Приказ. Голый, наглый, унизительный. Пешка. Я – пешка в его игре против Леонарда, против нашей зарождающейся связи. Я склонила голову в безупречном, ледяном поклоне.
Я повернулась к де Лоррену. Его старческая рука была липкой и влажной. Я вложила в свою улыбку все презрение, на которое была способна, надеясь, что он хоть краем глаза его уловит. Он же сиял, самодовольный, ведя меня в медленный, церемонный менуэт – пляску унижения.
Краем глаза я видела Лео. Видела, как он сжался, как белели костяшки его сжатых кулаков. Видела ярость и бессилие в его позе. Ревность – милая, но бесполезная в данный момент. Не сейчас, Лео, не так...
И тогда я увидела ее. Маркизу де Эгриньи. Она подошла к Лео, незаметно, как тень, но с аурой абсолютного спокойствия. Я видела, как она что-то говорит ему, как берет под руку и уводит в сторону, к колонне. Видела, как он оборачивается к ней, его лицо искажено болью и гневом. И видела ее лицо.
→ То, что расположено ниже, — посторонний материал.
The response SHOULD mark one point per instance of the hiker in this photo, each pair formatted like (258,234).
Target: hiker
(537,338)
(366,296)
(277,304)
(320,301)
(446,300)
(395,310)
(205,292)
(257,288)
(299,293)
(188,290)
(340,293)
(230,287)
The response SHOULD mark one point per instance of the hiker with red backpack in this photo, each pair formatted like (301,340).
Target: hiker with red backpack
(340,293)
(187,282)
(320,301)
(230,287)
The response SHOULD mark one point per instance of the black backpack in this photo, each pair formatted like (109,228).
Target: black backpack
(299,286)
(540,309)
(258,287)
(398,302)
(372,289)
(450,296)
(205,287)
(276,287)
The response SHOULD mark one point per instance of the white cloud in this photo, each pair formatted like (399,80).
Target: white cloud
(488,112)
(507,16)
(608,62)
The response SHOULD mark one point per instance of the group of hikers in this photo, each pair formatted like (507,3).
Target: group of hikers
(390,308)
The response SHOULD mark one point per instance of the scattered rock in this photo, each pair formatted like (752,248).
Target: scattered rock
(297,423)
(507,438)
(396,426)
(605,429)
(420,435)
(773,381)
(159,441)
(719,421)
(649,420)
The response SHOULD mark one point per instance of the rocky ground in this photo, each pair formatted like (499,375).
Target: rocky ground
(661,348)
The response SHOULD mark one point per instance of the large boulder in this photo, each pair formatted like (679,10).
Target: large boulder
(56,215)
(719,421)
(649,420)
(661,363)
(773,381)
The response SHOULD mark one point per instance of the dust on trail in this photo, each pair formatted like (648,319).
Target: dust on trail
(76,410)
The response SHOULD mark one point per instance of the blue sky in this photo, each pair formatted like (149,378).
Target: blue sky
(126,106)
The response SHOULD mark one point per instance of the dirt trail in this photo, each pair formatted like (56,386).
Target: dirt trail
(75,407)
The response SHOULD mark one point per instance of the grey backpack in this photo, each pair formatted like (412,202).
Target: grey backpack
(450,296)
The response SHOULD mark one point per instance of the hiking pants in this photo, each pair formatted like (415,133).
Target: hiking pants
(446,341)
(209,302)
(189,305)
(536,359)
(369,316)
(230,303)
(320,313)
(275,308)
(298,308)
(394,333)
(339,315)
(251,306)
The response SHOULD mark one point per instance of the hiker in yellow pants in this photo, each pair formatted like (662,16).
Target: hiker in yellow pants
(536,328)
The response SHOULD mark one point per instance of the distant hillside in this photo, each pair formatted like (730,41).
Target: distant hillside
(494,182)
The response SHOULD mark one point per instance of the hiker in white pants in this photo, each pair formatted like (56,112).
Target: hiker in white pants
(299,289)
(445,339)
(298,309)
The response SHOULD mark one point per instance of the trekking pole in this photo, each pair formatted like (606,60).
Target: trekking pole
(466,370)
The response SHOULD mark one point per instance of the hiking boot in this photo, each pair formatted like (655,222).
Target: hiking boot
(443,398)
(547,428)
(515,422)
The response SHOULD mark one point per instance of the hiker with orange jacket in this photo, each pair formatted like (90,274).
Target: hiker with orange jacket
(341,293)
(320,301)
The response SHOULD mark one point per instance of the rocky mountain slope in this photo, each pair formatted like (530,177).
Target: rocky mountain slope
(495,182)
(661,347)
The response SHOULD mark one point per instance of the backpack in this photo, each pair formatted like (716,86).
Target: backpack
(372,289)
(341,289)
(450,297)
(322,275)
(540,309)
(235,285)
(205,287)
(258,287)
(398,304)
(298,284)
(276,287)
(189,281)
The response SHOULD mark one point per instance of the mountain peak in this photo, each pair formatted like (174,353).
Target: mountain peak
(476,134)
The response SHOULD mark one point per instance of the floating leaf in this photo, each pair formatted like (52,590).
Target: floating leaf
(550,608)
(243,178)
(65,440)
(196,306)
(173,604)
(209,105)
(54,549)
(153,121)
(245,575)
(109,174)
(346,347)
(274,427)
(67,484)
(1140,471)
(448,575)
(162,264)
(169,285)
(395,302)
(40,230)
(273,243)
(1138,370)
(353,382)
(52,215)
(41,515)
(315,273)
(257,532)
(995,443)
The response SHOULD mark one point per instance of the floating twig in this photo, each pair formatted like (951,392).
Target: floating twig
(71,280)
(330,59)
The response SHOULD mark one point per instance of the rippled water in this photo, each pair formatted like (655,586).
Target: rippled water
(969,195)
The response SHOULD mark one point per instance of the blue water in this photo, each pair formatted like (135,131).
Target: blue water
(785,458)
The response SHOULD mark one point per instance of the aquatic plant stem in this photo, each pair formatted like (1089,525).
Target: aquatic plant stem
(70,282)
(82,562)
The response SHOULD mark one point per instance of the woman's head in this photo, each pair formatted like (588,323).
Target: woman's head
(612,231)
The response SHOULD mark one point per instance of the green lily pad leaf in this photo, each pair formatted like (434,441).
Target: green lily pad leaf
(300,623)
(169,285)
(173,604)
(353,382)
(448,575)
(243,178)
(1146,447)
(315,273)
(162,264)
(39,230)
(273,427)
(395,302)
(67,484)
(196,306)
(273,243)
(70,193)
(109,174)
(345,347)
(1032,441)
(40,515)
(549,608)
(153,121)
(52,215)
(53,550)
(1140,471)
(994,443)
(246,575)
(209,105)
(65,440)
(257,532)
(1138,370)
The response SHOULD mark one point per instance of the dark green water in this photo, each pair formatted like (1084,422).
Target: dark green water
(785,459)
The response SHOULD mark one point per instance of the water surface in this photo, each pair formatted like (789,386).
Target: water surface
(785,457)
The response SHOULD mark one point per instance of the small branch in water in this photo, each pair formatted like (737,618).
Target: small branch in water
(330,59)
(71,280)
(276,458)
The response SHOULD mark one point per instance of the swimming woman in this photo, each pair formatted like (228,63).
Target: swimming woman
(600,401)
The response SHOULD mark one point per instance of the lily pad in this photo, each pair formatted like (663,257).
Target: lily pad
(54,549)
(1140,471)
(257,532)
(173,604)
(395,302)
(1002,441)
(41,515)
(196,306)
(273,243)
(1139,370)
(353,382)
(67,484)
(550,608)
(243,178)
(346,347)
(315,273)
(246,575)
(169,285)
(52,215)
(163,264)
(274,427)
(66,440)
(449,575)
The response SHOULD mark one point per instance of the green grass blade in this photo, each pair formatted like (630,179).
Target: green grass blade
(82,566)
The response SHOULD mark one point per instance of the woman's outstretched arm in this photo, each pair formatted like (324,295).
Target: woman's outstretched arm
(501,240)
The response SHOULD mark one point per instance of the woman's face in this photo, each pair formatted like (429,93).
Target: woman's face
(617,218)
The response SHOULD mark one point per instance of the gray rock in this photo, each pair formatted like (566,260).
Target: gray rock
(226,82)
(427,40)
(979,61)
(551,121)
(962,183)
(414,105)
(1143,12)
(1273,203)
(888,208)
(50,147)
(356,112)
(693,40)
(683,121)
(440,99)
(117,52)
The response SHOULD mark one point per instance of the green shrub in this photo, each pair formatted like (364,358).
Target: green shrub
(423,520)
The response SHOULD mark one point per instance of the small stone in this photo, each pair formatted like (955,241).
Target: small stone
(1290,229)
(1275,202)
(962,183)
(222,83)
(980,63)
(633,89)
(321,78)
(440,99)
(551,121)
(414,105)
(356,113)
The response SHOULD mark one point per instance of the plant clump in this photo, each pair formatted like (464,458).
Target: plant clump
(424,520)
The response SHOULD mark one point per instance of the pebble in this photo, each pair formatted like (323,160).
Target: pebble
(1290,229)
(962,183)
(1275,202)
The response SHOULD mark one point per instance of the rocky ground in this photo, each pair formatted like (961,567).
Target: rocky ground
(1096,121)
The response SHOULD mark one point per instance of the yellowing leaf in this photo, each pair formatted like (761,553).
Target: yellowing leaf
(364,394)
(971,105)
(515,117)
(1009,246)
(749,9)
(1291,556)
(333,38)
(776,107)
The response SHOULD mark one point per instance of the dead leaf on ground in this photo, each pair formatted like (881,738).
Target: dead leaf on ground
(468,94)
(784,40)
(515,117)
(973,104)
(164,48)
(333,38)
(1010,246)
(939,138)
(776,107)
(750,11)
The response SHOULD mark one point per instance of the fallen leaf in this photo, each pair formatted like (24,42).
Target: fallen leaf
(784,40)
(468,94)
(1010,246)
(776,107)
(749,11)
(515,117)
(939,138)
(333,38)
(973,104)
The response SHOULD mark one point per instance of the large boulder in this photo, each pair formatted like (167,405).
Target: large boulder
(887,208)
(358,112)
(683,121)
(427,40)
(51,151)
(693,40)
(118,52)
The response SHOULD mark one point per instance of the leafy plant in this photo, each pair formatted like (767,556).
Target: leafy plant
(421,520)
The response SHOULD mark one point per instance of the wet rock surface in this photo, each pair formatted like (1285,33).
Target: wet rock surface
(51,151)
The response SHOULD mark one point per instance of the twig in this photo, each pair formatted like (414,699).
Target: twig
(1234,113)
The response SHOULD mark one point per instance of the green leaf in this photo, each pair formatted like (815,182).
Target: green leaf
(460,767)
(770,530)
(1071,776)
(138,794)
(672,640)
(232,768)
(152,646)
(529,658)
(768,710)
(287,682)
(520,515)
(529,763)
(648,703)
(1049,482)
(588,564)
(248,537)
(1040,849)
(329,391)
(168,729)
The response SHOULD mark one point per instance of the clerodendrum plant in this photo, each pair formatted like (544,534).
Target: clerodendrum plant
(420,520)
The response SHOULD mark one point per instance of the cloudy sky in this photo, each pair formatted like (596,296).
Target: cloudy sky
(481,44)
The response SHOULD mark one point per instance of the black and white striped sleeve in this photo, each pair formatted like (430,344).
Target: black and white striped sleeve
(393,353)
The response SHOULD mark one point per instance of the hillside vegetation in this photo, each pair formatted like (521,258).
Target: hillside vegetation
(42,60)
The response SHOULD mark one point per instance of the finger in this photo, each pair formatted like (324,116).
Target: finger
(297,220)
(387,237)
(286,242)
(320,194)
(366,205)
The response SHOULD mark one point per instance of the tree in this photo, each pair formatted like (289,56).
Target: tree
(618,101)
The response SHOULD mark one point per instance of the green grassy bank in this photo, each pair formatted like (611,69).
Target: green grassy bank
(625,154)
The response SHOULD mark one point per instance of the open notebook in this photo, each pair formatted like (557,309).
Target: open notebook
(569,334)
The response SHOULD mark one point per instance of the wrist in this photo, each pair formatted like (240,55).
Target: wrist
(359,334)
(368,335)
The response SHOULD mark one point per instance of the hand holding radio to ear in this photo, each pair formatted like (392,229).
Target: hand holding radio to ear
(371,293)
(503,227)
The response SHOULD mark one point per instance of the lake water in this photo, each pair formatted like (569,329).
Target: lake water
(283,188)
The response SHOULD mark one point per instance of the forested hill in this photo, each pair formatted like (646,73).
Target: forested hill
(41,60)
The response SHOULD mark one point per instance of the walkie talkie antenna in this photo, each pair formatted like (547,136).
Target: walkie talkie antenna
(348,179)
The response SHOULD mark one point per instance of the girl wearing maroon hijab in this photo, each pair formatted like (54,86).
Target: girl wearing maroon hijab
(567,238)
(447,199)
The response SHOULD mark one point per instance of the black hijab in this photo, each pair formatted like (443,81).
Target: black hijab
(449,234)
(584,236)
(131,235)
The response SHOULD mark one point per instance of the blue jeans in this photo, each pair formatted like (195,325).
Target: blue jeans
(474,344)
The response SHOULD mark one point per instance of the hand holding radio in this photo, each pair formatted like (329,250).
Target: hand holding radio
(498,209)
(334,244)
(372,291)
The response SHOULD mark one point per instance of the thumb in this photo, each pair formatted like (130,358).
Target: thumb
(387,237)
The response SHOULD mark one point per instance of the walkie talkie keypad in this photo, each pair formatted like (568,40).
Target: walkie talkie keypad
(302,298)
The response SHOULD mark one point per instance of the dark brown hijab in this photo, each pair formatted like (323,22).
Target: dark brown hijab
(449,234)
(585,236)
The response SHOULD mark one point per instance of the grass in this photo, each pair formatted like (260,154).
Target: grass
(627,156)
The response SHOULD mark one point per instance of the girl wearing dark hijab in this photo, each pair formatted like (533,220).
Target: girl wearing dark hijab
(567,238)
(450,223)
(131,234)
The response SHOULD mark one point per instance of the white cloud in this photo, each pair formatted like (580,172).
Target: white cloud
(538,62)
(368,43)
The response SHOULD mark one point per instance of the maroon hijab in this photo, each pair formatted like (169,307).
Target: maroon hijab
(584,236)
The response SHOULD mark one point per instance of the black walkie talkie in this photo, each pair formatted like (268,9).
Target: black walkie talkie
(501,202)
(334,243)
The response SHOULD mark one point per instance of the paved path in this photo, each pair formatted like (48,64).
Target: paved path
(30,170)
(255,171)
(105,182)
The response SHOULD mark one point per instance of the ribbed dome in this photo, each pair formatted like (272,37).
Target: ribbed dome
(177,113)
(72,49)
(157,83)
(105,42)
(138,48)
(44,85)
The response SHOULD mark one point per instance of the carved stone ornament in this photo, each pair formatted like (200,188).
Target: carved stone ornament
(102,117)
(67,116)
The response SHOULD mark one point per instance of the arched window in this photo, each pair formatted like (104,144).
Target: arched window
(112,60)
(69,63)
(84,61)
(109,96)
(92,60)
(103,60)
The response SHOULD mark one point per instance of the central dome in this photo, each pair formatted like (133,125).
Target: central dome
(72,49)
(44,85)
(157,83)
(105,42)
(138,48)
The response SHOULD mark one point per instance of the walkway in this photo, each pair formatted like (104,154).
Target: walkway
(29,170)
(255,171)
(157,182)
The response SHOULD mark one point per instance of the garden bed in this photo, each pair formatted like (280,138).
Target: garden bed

Оно было спокойным. Не просто спокойным – уверенным. Непоколебимо. В ее глазах горел знакомый огонь расчета, тот самый, что я видела, когда она разрабатывала свои хитроумные планы. Она смотрела не на меня и не на Лео в панике. Она смотрела на поле боя. Оценивала фигуры. Король. Де Лоррен. Мы. Придворные.
Она что-то задумала. Что-то знала. Что-то готовила. Эта мысль пронзила мою ярость и унижение, как луч света сквозь тучи над паркетом. Надежда. Тонкая, как паутина, но упругая.
Я видела, как она что-то шепчет Лео, как сжимает его руку, передавая не просто слова, а свою железную волю. Видела, как ярость и паника в его глазах постепенно сменяются тревожным, но уже не безнадежным ожиданием. Он смотрел на нее, как на якорь. Потом его взгляд снова нашел меня, полный вопроса и доверия к ее словам.
Маркиза отошла, растворившись в толпе, как и появилась. Оставив Лео у колонны, но уже не сломленного, а собранного. Ожидающего.
Я продолжала танцевать с де Лорреном, улыбаясь ему ледяной улыбкой, отгоняя его назойливые комплименты. Внутри же бушевали противоречивые чувства: язвительное унижение от ситуации, режущая боль за Лео, тревога перед неизвестными замыслами Короля... и новая, странная надежда. Надежда, зажженная непоколебимым спокойствием маркизы де Эгриньи и ее тайным планом.